Digital assets are moving from the fringes of finance into the mainstream, reshaping how value can be issued, transferred, and stored. The SEB Strategy and Innovation team has concluded a deep dive on the topic of Digital Assets, exploring what digital assets are, how mature different markets are, and what this means for banks in the Baltics.
Digital assets are no longer a niche topic
Digital assets, ranging from cryptocurrencies and stablecoins to tokenized securities and real world assets, are increasingly relevant for regulated financial institutions. Regulators globally, and especially in Europe, have made it clear that crypto and tokenization are here to stay, with the focus shifting from prohibition to integration under clear rules. For banks, this creates a window to engage responsibly rather than remain on the sidelines.
Stablecoins are the most immediate opportunity
Among all digital asset categories, stablecoins stand out as the most mature and practical use case. Globally, USD backed stablecoins dominate and are already used for trading, treasury management, and cross border payments. In Europe, momentum is building around regulated euro denominated stablecoins, including initiatives involving large banking groups. For Baltic banks, stablecoins are a logical entry point because they closely resemble existing electronic money and payment operations, while offering 24/7 and near instant settlement.

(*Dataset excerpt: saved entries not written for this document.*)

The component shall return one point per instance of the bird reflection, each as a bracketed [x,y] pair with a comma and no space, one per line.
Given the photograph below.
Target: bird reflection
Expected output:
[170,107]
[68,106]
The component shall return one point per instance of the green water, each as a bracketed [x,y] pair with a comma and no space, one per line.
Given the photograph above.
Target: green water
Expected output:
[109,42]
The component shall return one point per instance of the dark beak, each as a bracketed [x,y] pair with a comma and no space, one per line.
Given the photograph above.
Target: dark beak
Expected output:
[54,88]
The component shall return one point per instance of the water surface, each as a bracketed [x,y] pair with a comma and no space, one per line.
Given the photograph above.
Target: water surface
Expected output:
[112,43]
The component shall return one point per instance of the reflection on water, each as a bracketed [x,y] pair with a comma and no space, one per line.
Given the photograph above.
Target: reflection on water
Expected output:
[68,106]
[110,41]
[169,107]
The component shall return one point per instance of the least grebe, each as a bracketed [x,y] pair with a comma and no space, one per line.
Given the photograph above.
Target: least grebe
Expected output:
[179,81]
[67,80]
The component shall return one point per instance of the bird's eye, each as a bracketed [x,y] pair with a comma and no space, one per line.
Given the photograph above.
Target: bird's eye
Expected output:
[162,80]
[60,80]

Cryptocurrencies are becoming a mainstream investment theme
Cryptocurrencies have evolved into a recognized alternative asset class. In both the US and Europe, access is increasingly provided through regulated instruments such as ETFs and exchange traded products, allowing investors to gain exposure without holding crypto directly. In the Baltics, interest is growing, especially among younger customers, even if local banks remain cautious. Indirect crypto exposure through traditional investment products is therefore a pragmatic way for banks to meet customer demand while staying within familiar operational models.

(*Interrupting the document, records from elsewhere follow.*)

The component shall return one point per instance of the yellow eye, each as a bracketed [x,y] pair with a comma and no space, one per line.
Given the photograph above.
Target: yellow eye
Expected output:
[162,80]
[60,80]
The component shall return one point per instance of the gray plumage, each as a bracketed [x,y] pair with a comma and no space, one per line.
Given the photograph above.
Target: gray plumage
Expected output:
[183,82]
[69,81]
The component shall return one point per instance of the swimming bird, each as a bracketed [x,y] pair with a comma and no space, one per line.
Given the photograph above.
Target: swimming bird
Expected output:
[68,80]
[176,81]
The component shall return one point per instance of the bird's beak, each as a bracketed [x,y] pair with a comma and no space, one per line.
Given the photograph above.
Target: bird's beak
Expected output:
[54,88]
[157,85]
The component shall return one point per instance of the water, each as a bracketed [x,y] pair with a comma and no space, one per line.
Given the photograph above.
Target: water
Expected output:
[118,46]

Tokenization has huge potential, but is still early
Tokenization of securities, funds, and real world assets such as real estate is widely seen as the next major wave of digital assets. The promise is compelling, including fractional ownership, faster settlement, extended trading hours, and improved liquidity. In practice, however, most initiatives are still pilots. Tokenized stocks and funds are gaining traction in Europe and the US, while tokenized bonds and private assets remain constrained by limited secondary markets. The opportunity is large, but scale and standardization are still missing.
Regulation is becoming an enabler, not a blocker
Europe’s MiCA framework marks a turning point by providing harmonized rules for crypto asset service providers. This regulatory clarity raises standards, removes weaker players, and makes it safer for banks to participate. Regulation is effectively signaling which digital asset activities are becoming institution ready, with stablecoins and tokenized financial instruments clearly in focus.
Baltic banks are conceptually ready, but face technical gaps
Baltic banks already understand the underlying economics of most digital assets because they resemble familiar products such as money, securities, funds, and real estate. The main gaps lie in technology, custody, and operational know how, including managing cryptographic keys and integrating blockchain infrastructure. The whitepaper suggests that partnering with established providers and building internal expertise gradually is more effective than building standalone local platforms too early.
In short, digital assets represent a strategic evolution rather than a passing trend. Stablecoins and regulated crypto exposure offer near term relevance, while tokenization represents a longer term structural shift. For Baltic banks, the challenge is not whether to engage, but how to do so in a focused, regulated, and scalable way.